Federal Trade Commission officials are unsure if they have enough evidence to successfully sue Google under antitrust laws for giving its own services top billing and pushing down the offerings of rivals, three people familiar with the matter told Bloomberg. Regulators are also looking at whether the ranking system's benefits to consumers outweigh any harm suffered by rivals. The agency is under pressure to exact concessions from Google after winning a battle with the Justice Department's antitrust division over which regulator would probe the search engine.
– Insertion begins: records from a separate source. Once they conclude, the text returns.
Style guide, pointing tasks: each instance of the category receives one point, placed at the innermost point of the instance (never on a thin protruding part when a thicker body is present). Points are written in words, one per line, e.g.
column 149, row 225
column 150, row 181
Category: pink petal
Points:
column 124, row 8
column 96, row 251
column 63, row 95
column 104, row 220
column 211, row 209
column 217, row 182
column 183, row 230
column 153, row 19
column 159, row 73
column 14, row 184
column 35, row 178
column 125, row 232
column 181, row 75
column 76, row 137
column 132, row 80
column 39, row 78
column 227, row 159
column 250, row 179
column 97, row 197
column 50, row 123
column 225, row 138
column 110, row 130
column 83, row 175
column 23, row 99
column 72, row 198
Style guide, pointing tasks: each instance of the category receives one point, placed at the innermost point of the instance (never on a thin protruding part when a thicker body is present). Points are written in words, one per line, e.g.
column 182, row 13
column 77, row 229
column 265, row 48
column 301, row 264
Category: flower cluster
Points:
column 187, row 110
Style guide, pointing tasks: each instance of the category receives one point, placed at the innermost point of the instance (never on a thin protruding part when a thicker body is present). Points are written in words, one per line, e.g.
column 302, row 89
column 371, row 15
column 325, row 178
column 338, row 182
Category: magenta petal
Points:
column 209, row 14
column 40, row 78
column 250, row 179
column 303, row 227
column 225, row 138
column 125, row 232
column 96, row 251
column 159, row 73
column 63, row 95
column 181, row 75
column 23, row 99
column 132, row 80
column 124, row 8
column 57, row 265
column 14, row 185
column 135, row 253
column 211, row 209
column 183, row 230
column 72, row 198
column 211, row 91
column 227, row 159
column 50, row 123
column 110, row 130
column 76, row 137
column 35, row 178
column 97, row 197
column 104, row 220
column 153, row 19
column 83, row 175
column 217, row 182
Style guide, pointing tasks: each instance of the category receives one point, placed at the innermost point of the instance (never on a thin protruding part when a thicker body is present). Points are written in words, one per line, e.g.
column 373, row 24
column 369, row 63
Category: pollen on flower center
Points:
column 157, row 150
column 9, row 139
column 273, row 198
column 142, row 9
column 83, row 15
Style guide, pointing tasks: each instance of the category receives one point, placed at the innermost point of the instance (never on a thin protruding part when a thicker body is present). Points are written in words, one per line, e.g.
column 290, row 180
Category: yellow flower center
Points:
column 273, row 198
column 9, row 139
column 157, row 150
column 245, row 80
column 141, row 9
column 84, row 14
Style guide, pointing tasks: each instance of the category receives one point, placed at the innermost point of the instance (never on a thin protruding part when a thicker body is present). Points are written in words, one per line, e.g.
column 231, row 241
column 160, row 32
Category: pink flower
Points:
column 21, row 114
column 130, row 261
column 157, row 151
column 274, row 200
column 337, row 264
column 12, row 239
FTC Chairman Jon Leibowitz told Google to propose a resolution to a host of antitrust concerns in the coming days or face a lawsuit, two people familiar with the matter said last week. The issues include Google's exclusive agreement to provide services to online publishers and allegedly misusing patents to try and block rivals' smartphones from coming to market. The FTC is also treating serious complaints that Google has used consumer reviews from other websites without permission, according to the article. A final vote by the agency's five commissioners on whether to file a lawsuit and what its scope should be, is expected before the end of the month, the people said.
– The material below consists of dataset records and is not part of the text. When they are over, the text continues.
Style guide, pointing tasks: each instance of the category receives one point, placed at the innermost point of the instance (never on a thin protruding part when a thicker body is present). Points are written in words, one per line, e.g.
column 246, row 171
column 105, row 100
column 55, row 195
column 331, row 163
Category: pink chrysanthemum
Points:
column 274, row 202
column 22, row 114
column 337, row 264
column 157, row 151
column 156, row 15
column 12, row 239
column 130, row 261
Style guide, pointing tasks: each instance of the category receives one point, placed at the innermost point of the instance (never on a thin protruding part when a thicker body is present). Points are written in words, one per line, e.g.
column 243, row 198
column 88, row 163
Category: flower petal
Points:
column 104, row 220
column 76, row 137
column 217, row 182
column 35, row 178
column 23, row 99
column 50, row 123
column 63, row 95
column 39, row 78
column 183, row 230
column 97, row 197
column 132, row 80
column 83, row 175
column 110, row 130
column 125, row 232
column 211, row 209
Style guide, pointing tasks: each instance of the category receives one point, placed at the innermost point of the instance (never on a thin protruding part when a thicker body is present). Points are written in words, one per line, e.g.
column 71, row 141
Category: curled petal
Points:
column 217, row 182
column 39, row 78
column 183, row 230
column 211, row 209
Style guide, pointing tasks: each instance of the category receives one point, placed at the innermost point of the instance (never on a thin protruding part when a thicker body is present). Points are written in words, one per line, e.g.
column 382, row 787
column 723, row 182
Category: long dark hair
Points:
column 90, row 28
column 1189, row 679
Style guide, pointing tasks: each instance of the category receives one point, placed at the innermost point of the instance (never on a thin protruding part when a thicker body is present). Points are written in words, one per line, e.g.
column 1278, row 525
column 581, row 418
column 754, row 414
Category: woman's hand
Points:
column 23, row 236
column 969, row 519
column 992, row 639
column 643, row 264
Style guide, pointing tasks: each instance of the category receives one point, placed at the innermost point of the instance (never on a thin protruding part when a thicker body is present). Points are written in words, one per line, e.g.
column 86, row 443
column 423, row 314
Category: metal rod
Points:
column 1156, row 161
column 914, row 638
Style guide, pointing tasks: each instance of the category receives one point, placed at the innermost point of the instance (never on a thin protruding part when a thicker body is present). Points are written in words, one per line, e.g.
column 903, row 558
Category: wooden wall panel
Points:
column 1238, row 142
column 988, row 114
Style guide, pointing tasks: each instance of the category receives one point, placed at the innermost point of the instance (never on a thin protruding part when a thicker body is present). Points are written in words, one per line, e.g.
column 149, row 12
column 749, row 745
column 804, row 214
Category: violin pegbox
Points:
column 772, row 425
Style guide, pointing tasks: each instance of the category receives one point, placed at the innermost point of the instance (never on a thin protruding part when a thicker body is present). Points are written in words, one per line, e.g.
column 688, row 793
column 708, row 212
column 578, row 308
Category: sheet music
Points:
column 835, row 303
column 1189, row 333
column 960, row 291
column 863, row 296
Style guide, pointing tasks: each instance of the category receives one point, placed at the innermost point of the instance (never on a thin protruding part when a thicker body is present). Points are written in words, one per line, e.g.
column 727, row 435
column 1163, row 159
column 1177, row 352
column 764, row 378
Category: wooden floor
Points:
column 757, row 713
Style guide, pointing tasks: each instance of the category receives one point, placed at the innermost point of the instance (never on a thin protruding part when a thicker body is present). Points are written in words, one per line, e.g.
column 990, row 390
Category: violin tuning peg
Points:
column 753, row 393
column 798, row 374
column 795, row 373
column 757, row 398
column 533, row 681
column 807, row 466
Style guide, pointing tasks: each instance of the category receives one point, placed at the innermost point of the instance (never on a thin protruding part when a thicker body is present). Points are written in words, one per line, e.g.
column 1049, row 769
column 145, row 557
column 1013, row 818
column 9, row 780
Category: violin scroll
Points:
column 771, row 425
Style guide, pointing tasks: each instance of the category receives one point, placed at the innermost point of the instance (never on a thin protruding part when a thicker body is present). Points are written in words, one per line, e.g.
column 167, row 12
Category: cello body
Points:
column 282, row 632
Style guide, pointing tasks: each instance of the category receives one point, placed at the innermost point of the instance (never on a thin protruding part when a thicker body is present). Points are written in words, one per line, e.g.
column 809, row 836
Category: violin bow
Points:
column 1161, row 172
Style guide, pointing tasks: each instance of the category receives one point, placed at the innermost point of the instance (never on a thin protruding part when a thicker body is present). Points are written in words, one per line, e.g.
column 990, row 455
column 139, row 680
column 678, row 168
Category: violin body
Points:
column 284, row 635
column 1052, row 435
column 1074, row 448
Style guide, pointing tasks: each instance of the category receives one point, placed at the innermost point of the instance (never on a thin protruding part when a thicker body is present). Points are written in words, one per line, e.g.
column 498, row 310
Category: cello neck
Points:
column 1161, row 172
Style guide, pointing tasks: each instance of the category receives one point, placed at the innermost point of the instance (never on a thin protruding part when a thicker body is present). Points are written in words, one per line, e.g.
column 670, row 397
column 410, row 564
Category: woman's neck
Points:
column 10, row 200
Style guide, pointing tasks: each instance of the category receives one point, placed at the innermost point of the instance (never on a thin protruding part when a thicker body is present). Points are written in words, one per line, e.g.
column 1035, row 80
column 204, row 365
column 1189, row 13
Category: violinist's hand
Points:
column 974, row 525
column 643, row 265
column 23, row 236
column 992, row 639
Separately, the European Union, now in settlement talks with Google over antitrust concerns, is pressing the company to make changes to its search practices. Google is putting its own restaurant reviews, maps and shopping services at the top of the results page and the top three results garner 88 percent of users' clicks, according to Fairsearch.org. The group began an internet and print-ad campaign 19 November featuring web entrepreneurs complaining about Google's search practices. Google's argument, made public by Executive Chairman Eric Schmidt, is that its rankings help consumers who seek the best answer to a query rather than links to other information sources, the article said.